I am currently in the process of building an Ubuntu Docker Container trying to allow for users to execute bash functions from outside a running container. This would look like something like the following:
atlas_cli.sh
#!/bin/bash
# Shell Scripts to execute commands against various Atlas CLI Commands
test_func()
{
echo "This is working"
}
Outside of the container they could then the following to have the bash function executed inside the container.
atlas_build git:(wh/atlas_image) ✗ docker exec atlas_build-atlas-1 test_func
This is working
What I am finding right now is that while I am able to add the atlas_cli.sh
file to bashrc
and have the commands be executable inside the container in an interactive terminal I cannot sort how to be able to have these functions be executable from outside the container.
Dockerfile about the Atlas Image I am building.
FROM ubuntu:latest
RUN mkdir /atlas \
&& apt-get update \
&& apt-get install -y curl \
&& curl -sSf https://atlasgo.sh | sh
WORKDIR /atlas
COPY atlas.hcl .
COPY atlas_cli.sh .
RUN cat atlas_cli.sh >> /root/.bashrc
ENTRYPOINT ["tail", "-f", "/dev/null"]
Ideally I would be be able to allow for users at my company to either be able to execute commands from within the container, or outside the container. I've been able to sort the former by running the following within my Dockerfile:
You can't do this as you've described.
The normal operation of docker exec
is to take the administrator-provided command and directly run it as a process. It does not normally run a shell, unless you explicitly ask it to. Furthermore, it does not go through paths like a Dockerfile ENTRYPOINT
that could potentially rewrite the command.

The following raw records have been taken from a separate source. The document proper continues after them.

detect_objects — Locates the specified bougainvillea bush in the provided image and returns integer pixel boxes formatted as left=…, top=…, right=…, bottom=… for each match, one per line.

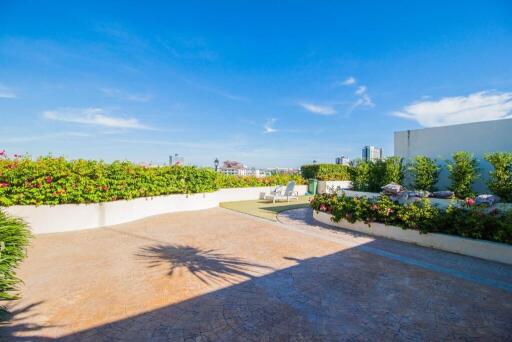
left=0, top=210, right=31, bottom=311
left=0, top=155, right=305, bottom=206
left=310, top=193, right=512, bottom=244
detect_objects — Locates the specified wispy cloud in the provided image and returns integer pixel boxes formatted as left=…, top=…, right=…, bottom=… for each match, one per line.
left=0, top=83, right=17, bottom=98
left=3, top=132, right=90, bottom=143
left=340, top=76, right=356, bottom=86
left=263, top=118, right=277, bottom=133
left=338, top=77, right=374, bottom=113
left=349, top=85, right=374, bottom=112
left=183, top=79, right=249, bottom=102
left=100, top=88, right=153, bottom=102
left=299, top=102, right=337, bottom=115
left=392, top=90, right=512, bottom=127
left=43, top=108, right=154, bottom=130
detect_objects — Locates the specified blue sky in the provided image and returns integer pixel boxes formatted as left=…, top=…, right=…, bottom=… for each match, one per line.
left=1, top=1, right=511, bottom=168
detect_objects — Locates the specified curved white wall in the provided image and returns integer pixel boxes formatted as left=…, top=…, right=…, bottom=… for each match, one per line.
left=4, top=185, right=307, bottom=234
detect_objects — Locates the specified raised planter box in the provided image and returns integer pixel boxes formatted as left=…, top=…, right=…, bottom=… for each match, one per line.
left=4, top=185, right=307, bottom=234
left=316, top=181, right=352, bottom=194
left=313, top=210, right=512, bottom=265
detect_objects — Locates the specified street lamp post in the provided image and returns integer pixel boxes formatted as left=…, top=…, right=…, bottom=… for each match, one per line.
left=214, top=158, right=219, bottom=172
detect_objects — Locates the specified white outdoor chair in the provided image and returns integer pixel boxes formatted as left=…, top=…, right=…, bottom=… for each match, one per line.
left=265, top=181, right=299, bottom=203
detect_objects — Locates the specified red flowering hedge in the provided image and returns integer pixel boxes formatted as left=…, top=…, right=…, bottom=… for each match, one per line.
left=0, top=155, right=305, bottom=206
left=310, top=193, right=512, bottom=244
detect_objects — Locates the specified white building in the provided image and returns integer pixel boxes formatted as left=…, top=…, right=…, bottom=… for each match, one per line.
left=362, top=146, right=383, bottom=162
left=218, top=161, right=268, bottom=178
left=335, top=155, right=350, bottom=165
left=394, top=118, right=512, bottom=193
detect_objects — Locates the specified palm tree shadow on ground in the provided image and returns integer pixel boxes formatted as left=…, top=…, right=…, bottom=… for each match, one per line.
left=136, top=244, right=273, bottom=285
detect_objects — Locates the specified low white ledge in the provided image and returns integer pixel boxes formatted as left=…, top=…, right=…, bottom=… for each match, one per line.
left=313, top=210, right=512, bottom=265
left=3, top=185, right=307, bottom=234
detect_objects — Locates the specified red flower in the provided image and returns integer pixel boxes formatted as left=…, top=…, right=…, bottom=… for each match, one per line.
left=45, top=176, right=53, bottom=184
left=0, top=150, right=5, bottom=156
left=0, top=182, right=8, bottom=188
left=465, top=198, right=475, bottom=207
left=319, top=204, right=327, bottom=212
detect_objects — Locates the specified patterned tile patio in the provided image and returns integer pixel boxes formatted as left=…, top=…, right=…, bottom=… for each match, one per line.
left=1, top=207, right=512, bottom=341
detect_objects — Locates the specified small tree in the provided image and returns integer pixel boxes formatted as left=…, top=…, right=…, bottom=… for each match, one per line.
left=350, top=160, right=371, bottom=191
left=384, top=156, right=404, bottom=185
left=409, top=155, right=440, bottom=192
left=485, top=152, right=512, bottom=202
left=447, top=151, right=479, bottom=198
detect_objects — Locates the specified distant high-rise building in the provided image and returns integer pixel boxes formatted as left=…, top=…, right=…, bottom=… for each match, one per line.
left=335, top=155, right=350, bottom=165
left=362, top=146, right=383, bottom=162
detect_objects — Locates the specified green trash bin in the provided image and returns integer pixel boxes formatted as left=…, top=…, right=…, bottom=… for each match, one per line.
left=307, top=179, right=318, bottom=195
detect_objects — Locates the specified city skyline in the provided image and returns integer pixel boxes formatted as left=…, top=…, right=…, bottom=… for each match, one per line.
left=1, top=1, right=512, bottom=168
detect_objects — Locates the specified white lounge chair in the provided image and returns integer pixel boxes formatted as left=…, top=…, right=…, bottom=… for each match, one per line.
left=265, top=181, right=299, bottom=203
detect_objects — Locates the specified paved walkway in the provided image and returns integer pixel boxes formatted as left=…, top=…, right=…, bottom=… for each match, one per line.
left=2, top=207, right=512, bottom=341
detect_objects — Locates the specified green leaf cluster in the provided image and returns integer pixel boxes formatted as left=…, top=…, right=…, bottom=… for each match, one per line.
left=310, top=193, right=512, bottom=244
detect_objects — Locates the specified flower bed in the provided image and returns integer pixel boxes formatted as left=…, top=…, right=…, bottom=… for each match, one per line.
left=310, top=193, right=512, bottom=244
left=0, top=155, right=305, bottom=206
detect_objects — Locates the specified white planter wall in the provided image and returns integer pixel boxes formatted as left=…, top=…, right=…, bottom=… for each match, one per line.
left=4, top=185, right=307, bottom=234
left=313, top=210, right=512, bottom=265
left=317, top=181, right=352, bottom=194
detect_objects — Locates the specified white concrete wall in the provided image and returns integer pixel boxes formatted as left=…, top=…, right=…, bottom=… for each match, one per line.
left=394, top=118, right=512, bottom=193
left=4, top=185, right=307, bottom=234
left=317, top=181, right=352, bottom=194
left=313, top=211, right=512, bottom=265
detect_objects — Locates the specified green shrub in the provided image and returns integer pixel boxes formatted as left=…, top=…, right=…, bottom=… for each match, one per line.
left=366, top=157, right=405, bottom=192
left=485, top=152, right=512, bottom=201
left=0, top=210, right=31, bottom=310
left=447, top=151, right=479, bottom=198
left=0, top=155, right=306, bottom=206
left=300, top=164, right=351, bottom=181
left=409, top=155, right=440, bottom=191
left=310, top=193, right=512, bottom=244
left=349, top=161, right=371, bottom=191
left=215, top=173, right=305, bottom=188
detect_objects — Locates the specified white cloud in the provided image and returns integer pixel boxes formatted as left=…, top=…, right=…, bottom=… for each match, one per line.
left=341, top=77, right=356, bottom=86
left=299, top=102, right=337, bottom=115
left=348, top=85, right=374, bottom=112
left=355, top=86, right=367, bottom=95
left=263, top=118, right=277, bottom=133
left=0, top=84, right=16, bottom=98
left=43, top=108, right=153, bottom=130
left=100, top=88, right=153, bottom=102
left=392, top=91, right=512, bottom=127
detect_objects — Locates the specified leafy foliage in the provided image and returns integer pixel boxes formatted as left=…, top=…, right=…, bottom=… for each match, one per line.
left=349, top=158, right=404, bottom=192
left=408, top=155, right=440, bottom=191
left=310, top=193, right=512, bottom=244
left=300, top=164, right=351, bottom=181
left=0, top=210, right=31, bottom=310
left=0, top=156, right=305, bottom=206
left=215, top=173, right=305, bottom=188
left=447, top=151, right=479, bottom=198
left=349, top=161, right=371, bottom=191
left=485, top=152, right=512, bottom=202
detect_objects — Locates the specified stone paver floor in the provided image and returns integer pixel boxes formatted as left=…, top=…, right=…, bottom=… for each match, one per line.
left=1, top=207, right=512, bottom=341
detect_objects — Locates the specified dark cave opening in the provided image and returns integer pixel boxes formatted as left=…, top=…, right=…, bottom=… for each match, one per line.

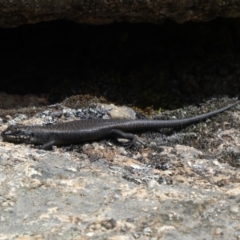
left=1, top=18, right=240, bottom=109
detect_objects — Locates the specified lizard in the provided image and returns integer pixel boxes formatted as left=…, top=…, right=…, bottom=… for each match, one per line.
left=1, top=102, right=237, bottom=150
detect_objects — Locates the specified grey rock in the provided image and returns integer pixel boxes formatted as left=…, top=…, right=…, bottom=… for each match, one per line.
left=0, top=99, right=240, bottom=239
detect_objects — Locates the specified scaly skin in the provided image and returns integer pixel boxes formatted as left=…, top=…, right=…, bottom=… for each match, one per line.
left=1, top=102, right=237, bottom=149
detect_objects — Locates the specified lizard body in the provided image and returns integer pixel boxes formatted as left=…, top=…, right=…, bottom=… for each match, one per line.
left=1, top=102, right=237, bottom=149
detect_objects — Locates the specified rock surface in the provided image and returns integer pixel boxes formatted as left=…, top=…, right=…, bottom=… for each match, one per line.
left=1, top=0, right=240, bottom=28
left=0, top=99, right=240, bottom=239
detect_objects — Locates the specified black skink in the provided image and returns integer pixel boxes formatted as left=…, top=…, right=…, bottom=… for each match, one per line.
left=1, top=102, right=237, bottom=150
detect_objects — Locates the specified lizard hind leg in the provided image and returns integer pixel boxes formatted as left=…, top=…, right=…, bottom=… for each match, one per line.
left=111, top=129, right=137, bottom=148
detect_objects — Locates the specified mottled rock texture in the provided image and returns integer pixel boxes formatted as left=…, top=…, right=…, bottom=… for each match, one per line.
left=0, top=99, right=240, bottom=239
left=1, top=0, right=240, bottom=28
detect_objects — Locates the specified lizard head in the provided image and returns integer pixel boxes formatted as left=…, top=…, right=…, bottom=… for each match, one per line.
left=1, top=125, right=33, bottom=143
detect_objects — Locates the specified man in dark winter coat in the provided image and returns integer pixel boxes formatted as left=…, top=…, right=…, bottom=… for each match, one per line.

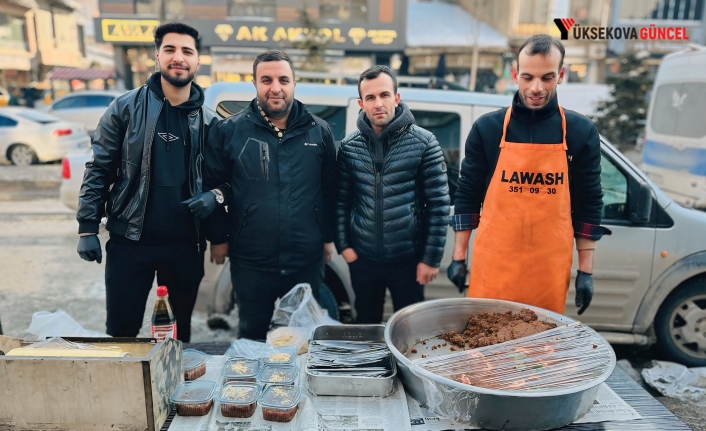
left=76, top=23, right=227, bottom=342
left=199, top=50, right=337, bottom=340
left=336, top=66, right=450, bottom=324
left=448, top=35, right=607, bottom=315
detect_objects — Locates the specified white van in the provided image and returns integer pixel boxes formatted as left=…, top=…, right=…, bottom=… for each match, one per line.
left=202, top=82, right=706, bottom=367
left=643, top=45, right=706, bottom=208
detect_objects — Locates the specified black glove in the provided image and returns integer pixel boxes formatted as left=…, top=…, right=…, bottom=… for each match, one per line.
left=447, top=259, right=468, bottom=293
left=575, top=270, right=594, bottom=315
left=77, top=235, right=102, bottom=264
left=183, top=191, right=217, bottom=219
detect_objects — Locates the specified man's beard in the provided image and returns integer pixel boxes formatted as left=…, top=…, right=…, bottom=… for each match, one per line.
left=258, top=93, right=293, bottom=120
left=160, top=63, right=195, bottom=88
left=519, top=87, right=557, bottom=109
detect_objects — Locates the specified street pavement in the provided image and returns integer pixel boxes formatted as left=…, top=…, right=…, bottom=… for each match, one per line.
left=0, top=164, right=704, bottom=430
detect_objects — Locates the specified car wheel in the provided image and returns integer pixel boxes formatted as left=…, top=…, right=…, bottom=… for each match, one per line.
left=9, top=144, right=37, bottom=167
left=655, top=278, right=706, bottom=367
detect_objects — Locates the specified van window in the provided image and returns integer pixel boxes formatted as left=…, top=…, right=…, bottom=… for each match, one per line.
left=600, top=154, right=629, bottom=220
left=410, top=110, right=462, bottom=204
left=306, top=105, right=346, bottom=145
left=651, top=83, right=706, bottom=139
left=217, top=101, right=249, bottom=118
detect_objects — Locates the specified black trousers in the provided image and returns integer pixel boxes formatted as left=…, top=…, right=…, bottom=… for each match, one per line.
left=104, top=239, right=204, bottom=342
left=349, top=257, right=424, bottom=324
left=231, top=260, right=323, bottom=341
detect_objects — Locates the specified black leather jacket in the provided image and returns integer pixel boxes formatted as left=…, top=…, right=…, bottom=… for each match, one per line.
left=336, top=104, right=450, bottom=267
left=77, top=83, right=221, bottom=249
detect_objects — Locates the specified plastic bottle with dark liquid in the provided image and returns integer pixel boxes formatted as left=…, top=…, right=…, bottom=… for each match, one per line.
left=151, top=285, right=176, bottom=340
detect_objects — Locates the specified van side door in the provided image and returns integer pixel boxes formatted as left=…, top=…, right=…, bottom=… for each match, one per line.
left=564, top=145, right=657, bottom=330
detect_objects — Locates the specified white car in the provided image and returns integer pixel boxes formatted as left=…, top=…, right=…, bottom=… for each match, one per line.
left=43, top=91, right=124, bottom=135
left=0, top=108, right=90, bottom=167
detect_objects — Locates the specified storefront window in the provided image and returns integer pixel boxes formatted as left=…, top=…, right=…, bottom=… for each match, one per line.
left=126, top=46, right=156, bottom=89
left=228, top=0, right=275, bottom=18
left=0, top=13, right=28, bottom=51
left=320, top=0, right=368, bottom=22
left=567, top=63, right=589, bottom=83
left=518, top=0, right=549, bottom=24
left=135, top=0, right=184, bottom=19
left=619, top=0, right=703, bottom=20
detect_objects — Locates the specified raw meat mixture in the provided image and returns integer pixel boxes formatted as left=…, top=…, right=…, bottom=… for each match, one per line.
left=439, top=308, right=557, bottom=350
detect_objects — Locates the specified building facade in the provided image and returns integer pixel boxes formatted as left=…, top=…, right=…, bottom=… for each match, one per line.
left=94, top=0, right=406, bottom=89
left=1, top=0, right=89, bottom=92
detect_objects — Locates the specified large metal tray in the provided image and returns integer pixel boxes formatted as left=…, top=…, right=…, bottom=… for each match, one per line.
left=305, top=324, right=397, bottom=397
left=384, top=298, right=616, bottom=431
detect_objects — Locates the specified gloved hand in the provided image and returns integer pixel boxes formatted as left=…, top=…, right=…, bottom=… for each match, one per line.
left=447, top=259, right=468, bottom=293
left=183, top=191, right=217, bottom=219
left=575, top=270, right=594, bottom=315
left=77, top=235, right=102, bottom=264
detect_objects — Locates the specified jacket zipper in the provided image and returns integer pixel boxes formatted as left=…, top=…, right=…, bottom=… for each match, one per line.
left=263, top=143, right=270, bottom=180
left=136, top=94, right=164, bottom=240
left=376, top=171, right=383, bottom=260
left=190, top=110, right=200, bottom=252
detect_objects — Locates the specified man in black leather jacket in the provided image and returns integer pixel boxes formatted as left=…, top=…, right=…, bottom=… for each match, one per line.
left=199, top=50, right=338, bottom=340
left=76, top=23, right=227, bottom=342
left=336, top=66, right=450, bottom=324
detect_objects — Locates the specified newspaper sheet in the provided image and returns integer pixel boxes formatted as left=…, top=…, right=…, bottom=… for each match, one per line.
left=169, top=355, right=413, bottom=431
left=407, top=383, right=642, bottom=430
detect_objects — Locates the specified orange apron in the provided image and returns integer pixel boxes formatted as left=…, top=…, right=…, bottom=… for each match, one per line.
left=468, top=106, right=573, bottom=314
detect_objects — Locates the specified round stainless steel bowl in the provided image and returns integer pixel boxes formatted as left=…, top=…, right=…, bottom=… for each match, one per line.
left=384, top=298, right=616, bottom=431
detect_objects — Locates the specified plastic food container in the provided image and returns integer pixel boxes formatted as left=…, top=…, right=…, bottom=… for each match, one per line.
left=258, top=364, right=299, bottom=386
left=182, top=349, right=208, bottom=381
left=217, top=382, right=260, bottom=418
left=263, top=346, right=297, bottom=366
left=259, top=384, right=302, bottom=423
left=170, top=380, right=217, bottom=416
left=223, top=358, right=260, bottom=383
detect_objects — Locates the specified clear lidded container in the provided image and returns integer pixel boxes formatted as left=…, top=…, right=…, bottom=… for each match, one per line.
left=262, top=346, right=297, bottom=366
left=217, top=382, right=260, bottom=418
left=222, top=357, right=260, bottom=383
left=257, top=364, right=299, bottom=386
left=170, top=380, right=217, bottom=416
left=182, top=349, right=209, bottom=381
left=259, top=384, right=302, bottom=423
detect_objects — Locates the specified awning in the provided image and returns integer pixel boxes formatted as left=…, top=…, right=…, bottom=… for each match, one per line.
left=8, top=0, right=39, bottom=8
left=406, top=0, right=508, bottom=53
left=46, top=67, right=115, bottom=80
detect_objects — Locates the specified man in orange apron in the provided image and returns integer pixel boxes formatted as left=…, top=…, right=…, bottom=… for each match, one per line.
left=447, top=35, right=608, bottom=315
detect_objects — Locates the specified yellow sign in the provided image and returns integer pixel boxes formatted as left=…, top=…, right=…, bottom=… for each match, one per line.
left=101, top=19, right=160, bottom=43
left=214, top=24, right=234, bottom=42
left=211, top=24, right=395, bottom=46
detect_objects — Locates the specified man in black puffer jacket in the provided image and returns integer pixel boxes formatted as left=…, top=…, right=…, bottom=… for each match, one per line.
left=336, top=66, right=450, bottom=324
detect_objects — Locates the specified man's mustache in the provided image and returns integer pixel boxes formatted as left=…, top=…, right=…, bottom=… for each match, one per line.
left=168, top=64, right=189, bottom=70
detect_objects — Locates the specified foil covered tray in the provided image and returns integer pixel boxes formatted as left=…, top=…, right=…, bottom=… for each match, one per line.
left=305, top=324, right=397, bottom=397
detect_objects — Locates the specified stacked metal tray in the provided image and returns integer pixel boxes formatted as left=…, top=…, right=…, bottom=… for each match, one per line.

So for this to work, when an administrator runs docker exec
, they'd have to explicitly specify that they want to run a shell, and that they need it to read shell dotfiles, sort of like
docker exec the-container \
bash -l -c 'test_func'
A comment suggests changing these from shell functions to standalone scripts. For example, if you have
#!/bin/sh
echo "This is working"
and in your Dockerfile
you COPY
that script to a location that's normally in $PATH
COPY test_script /usr/local/bin
then you could directly run it via normal means, without specifically needing a shell
docker run --rm your-image test_script
docker exec existing-container test_script
(I'd prefer docker run --rm
over docker exec
here; in particular, the ENTRYPOINT tail
creates a container that's not doing anything, and there's no reason to keep it around, and the specific ENTRYPOINT
construct makes it tricky to do anything else. Also remember that anyone who can run any docker
command can very easily take over the entire system; I might prefer some sort of HTTP or message-oriented API if that's an option.)